Yesterday I had a vision of you giving birth to another

Kore. Drooling after my younger version, Pluto was carried away

 

in his Lamborghini, but soon got stuck in the catacombs

dividing the two worlds.

His mouth full of soil was announcing spring.

 

 

Peaceful Stranger

 

This morning I was at peace

with persistent leaking of waters

around and inside me

I let solutions and liquids

rinse my tranquil body

eliminating the last atom of lust

until I was sober enough

to look at you again

and I just couldn’t believe that such an

attraction fails to purify recent sediments

when it should be so easy

to get you out of the system and forget

that perhaps your dirty mind coupled with rakija

made no distinction between me and the cleaning lady

the day you decided to have it at all costs.

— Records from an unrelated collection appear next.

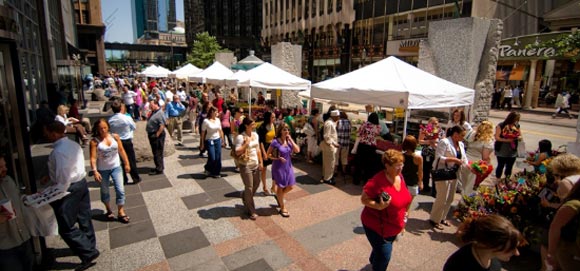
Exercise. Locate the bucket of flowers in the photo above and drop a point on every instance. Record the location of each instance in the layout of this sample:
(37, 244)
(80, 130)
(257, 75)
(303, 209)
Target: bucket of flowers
(481, 169)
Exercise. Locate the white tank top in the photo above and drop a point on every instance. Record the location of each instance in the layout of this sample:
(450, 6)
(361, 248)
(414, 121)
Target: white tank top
(108, 156)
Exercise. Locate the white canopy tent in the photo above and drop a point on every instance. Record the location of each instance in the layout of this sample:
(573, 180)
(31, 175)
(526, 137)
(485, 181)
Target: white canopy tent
(394, 83)
(216, 74)
(185, 71)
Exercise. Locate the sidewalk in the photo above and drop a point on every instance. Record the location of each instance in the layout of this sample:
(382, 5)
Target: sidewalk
(181, 221)
(539, 115)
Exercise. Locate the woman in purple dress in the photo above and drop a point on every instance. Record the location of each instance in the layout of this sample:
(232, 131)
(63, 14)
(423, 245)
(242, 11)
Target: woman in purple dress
(280, 152)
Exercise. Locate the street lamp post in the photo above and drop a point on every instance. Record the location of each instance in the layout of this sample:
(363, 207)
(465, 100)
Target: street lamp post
(77, 64)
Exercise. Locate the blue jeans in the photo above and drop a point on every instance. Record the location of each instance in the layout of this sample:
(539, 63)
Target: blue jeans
(382, 248)
(214, 156)
(117, 175)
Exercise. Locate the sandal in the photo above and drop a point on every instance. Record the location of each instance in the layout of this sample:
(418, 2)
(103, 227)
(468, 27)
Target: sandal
(123, 219)
(284, 213)
(436, 225)
(110, 216)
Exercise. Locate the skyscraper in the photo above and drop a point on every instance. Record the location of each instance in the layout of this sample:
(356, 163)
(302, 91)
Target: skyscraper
(151, 17)
(235, 23)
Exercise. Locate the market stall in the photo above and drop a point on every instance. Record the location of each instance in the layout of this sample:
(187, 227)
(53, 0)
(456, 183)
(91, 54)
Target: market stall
(394, 83)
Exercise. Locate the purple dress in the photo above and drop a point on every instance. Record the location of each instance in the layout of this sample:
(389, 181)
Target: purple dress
(283, 173)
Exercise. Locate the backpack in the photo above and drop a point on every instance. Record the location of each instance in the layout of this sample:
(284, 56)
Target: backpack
(243, 158)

And instead of the lady, who I admire,

you screwed my peace and eloquence

making me gasp for words every time I try to clarify

whether you were or were not right in your binary ruminations.

 

This morning I was perfectly aligned

with serene waters of my solitude, and even my underpants

remained on a sole washline, dry and undisturbed.

 

I swallowed my breakfast slowly and enjoyed a cup of tea

thinking of abstract poetry and how at a particular moment

words undress our most primitive intentions and we yearn for more

chewing on a cinnamon cake. The one you didn’t like

teamed with the bitterness of your chai and I

went on keeping my juices at bay. But the way you sucked

 

on an empty cup

inserted your tongue again

amidst the placid movements of my thighs

and I felt licked and enraptured, catching fire

like a burning bagel whose center doesn’t hold

whose hole doesn’t center

whose ring is unable to keep

the honey dripping from your fingers

 

The morning I decided to be a peaceful stranger

you raced like a crazy horse and read all my maps

flawlessly, you knew me and sensed my weaknesses

your nothing was my something, and you played

more than I could imagine, but it was not you

fiddling with my stringy desires, it was certainly not you

barring the passion of my dancing feet, it was fear

 

deep like a chasm that devoured our ancestors

dreading foreign lands yet getting there

whenever we embrace

 

 


Tatjana Bijelic teaches American and British literature and Creative writing at the University of Banja Luka, Bosnia and Herzegovina. She is the author of three award-winning poetry collections: Edge Without an Edge (Rub bez ruba, 2006), Two Roads from Oxford (Dva puta iz Oksforda, 2009) and One More Ticket for Picaro Trance (Karta više za pikarski trans, 2015). Her poems have been published in various journals and anthologies and translated into German, English, Hungarian, Slovene, and Macedonian.